FORMANT AND FUNDAMENTAL FREQUENCY ANALYSIS

This lab session compares two methods for formant analysis and two methods for fundamental frequency analysis on a continuous utterance. Fixed-frame LPC analysis is compared with pitch-synchronous LPC analysis for formant frequency estimation. The time-domain autocorrelation is compared with the cepstrum method for fundamental frequency analysis.

1. Time-domain fundamental frequency analysis: autocorrelation

(i) Acquire an utterance of about a dozen words at 20000 samples/second with a simultaneous Laryngograph input. This will generate our 'reference' fundamental trace.

(ii) Use the 'HQtx' and the 'fx' programs to convert Lx to Tx and Tx to Fx for display.

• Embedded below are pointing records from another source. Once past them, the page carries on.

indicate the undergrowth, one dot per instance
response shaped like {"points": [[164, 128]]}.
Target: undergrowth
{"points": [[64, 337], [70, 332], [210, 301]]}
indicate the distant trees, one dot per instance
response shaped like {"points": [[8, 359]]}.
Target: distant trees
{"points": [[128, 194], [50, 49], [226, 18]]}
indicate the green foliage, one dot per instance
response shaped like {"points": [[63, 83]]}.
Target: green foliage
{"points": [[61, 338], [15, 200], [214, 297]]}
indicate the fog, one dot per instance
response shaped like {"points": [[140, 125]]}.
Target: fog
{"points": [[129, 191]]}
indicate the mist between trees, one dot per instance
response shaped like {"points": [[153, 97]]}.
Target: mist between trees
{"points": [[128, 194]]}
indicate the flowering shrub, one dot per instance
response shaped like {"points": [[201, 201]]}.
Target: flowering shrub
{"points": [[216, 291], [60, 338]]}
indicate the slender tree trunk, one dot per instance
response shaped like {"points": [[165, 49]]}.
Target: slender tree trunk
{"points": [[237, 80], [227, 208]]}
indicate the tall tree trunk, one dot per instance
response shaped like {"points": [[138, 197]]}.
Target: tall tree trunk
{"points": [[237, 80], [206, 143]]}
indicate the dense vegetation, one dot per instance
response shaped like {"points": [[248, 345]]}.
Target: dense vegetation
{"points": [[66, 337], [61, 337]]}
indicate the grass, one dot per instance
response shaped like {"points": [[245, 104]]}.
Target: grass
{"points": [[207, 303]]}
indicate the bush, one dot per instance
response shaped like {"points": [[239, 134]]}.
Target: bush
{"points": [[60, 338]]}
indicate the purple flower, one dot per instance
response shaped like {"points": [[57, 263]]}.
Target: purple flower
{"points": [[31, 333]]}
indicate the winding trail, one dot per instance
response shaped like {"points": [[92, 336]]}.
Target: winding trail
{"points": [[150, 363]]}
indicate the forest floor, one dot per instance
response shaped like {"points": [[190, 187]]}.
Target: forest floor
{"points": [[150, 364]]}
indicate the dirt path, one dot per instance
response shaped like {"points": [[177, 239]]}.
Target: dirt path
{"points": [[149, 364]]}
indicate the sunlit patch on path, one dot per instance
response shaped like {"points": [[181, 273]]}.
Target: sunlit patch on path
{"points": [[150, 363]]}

(iii) Use the 'fxac' program to estimate a fundamental frequency trace by the autocorrelation method. Compare the two traces. In which areas does the autocorrelation method fail? Use the option to store the autocorrelation function for display and study the areas where the method failed.

2. Frequency-domain fundamental frequency analysis: cesptrum

(i) Use same utterance as 1.

(ii) Use the 'fxcep' program to estimate a fundamental frequency trace using the cepstrum method. Compare the trace to the reference trace. In which areas does the cepstrum method fail? Use the option to store the cestrum function for display and study the areas where the method failed.

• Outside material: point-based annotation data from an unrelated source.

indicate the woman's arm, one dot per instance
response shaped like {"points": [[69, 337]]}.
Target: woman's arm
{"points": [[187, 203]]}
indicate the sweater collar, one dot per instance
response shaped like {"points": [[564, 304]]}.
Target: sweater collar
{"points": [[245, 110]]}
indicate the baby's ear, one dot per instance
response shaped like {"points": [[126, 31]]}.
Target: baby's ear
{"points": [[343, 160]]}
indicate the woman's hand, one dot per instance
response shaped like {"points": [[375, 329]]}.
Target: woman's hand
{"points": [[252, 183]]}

(iii) Compare the results of the two methods. Which appears to be superior for your utterance?

3. Fixed-frame formant analysis

(i) Use the same utterance as 1.

(ii) Downsample the utterance to a rate of 10,000 samples/second. Use the 'resamp' program.

(iii) Run the 'fmanal' program with a window size of 20ms and a step size of 10ms to get a set of formant estimates. Study the results. Where does the program produce good estimates and where does it fail? When it does fail, what are the common consequences?

4. Pitch-synchronous formant analysis

(i) Use the same downsampled utterance as 3.

(ii) Run the fmanal program with the '-t0' switch to force pitch-synchronous analysis. Compare the two sets of formant estimates. Which appears to be superior for your utterance? In what circumstances are the pitch-synchronous estimates better or worse than the fixed-frame estimates?

5. Formant tracking

(i) Formant track the estimates produced in 3. and 4. using the 'fmtrack' program in combination with the best fundamental frequency trace. Compare the two sets of tracked formants, which seems superior?

(ii) Resynthesize the utterance from the better formant tracks using the 'soft' (software formant synthesizer) program. How does it compare with the original?